Кабинет
Владимир Ларионов

РОМАН ОБО ВСЕМ

(Ольгерд Бахаревич. Собаки Европы)

РОМАН ОБО ВСЕМ


Ольгерд Бахаревич. Собаки Европы. М., «Время», 2019, 768 стр. («Самое время!»)


Ольгерд Бахаревич — один из самых успешных писателей Беларуси, автор полутора десятков книг прозы, его вещи переведены на многие языки, в том числе на английский, французский, немецкий, польский, болгарский, чешский и др. Бахаревич и сам переводил произведения братьев Гримм, Франца Кафки, Г. Г. Эверса, стихи немецких поэтов.

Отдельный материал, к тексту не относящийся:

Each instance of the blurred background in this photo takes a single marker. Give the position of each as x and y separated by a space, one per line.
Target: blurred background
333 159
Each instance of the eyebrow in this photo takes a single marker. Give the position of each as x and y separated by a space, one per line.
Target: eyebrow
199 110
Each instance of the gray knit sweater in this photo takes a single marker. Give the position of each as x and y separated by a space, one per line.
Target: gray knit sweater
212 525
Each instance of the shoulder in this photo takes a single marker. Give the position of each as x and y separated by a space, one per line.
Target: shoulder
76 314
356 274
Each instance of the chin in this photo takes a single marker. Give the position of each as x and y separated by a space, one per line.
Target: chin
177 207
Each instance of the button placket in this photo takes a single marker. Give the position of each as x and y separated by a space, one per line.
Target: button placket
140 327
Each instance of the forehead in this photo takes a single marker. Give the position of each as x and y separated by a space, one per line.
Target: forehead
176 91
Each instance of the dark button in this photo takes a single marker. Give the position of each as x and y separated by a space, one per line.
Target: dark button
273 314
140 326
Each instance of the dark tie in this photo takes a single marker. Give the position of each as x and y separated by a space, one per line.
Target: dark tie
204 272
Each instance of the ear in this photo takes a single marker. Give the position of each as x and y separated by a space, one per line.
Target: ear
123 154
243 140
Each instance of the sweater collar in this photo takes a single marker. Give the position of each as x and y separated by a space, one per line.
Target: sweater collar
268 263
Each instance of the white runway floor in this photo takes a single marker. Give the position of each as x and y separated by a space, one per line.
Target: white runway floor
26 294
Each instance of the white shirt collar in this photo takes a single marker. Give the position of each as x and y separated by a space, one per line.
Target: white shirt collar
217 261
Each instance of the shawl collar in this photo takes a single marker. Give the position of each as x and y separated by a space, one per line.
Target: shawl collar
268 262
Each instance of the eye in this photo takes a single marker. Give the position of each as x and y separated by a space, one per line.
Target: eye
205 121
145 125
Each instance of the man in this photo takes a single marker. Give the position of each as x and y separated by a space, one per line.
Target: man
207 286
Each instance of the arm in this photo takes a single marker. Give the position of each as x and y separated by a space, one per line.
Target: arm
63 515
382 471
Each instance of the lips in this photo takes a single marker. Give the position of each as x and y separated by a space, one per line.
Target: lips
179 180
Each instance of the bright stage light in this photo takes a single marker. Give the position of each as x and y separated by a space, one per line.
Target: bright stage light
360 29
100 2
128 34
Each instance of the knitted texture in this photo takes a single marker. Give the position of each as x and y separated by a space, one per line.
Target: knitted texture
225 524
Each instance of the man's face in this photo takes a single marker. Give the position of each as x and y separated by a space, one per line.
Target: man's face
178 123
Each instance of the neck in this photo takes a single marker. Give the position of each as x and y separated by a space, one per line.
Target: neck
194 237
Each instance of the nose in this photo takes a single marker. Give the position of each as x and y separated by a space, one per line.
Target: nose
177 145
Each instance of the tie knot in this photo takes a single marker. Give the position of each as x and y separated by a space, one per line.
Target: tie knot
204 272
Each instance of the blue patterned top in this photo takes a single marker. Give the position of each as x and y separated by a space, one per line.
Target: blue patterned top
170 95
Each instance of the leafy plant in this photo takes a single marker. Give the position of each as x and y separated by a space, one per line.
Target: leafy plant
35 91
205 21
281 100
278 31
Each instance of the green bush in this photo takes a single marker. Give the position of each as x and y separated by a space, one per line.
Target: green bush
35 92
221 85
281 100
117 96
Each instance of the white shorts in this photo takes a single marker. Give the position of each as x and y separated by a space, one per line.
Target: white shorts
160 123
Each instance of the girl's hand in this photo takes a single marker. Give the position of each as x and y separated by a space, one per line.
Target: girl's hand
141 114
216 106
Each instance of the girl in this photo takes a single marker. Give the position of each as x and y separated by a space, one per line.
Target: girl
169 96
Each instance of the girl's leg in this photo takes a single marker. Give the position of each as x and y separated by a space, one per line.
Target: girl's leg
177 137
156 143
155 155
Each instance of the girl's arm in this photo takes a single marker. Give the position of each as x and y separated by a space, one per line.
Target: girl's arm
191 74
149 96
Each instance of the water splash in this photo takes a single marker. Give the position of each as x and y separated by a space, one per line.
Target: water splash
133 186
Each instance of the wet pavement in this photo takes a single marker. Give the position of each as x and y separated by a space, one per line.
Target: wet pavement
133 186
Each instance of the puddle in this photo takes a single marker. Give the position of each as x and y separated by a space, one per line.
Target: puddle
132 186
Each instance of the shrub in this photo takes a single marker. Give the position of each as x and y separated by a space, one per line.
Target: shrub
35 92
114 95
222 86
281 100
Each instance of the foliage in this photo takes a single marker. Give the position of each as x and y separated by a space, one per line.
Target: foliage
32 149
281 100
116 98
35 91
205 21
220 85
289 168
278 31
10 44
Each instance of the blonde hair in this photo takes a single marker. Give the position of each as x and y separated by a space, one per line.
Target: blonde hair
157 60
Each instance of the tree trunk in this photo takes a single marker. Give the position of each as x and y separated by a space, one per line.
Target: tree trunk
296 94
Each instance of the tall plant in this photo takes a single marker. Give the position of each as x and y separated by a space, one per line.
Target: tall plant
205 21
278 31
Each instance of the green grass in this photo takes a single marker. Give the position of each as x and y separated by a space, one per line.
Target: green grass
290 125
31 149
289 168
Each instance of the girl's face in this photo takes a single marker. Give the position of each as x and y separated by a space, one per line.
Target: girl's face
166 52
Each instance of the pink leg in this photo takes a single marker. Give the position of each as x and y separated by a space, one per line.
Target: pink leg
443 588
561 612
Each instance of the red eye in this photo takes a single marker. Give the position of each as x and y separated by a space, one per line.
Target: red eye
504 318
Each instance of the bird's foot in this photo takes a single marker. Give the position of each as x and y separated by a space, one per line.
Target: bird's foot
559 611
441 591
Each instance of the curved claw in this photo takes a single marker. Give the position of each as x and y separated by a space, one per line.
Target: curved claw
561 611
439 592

Роман «Собаки Европы», который называют главной книгой Бахаревича, вышел в Беларуси и на белорусском в 2017 году[1]. Роман был отмечен сразу несколькими литературными наградами, среди них — независимая Читательская премия, основанная специально для него. Благодарные поклонники объяснили ее вручение тем, что Бахаревич «поднял современную белорусскую литературу на совершенно новый уровень». В нынешнем году книга издана в России и уже вошла в список финалистов «Большой книги». Интересно, что перевод на русский язык сделал сам автор, при этом русская версия романа не идентична белорусскому варианту, полностью переписаны целые страницы.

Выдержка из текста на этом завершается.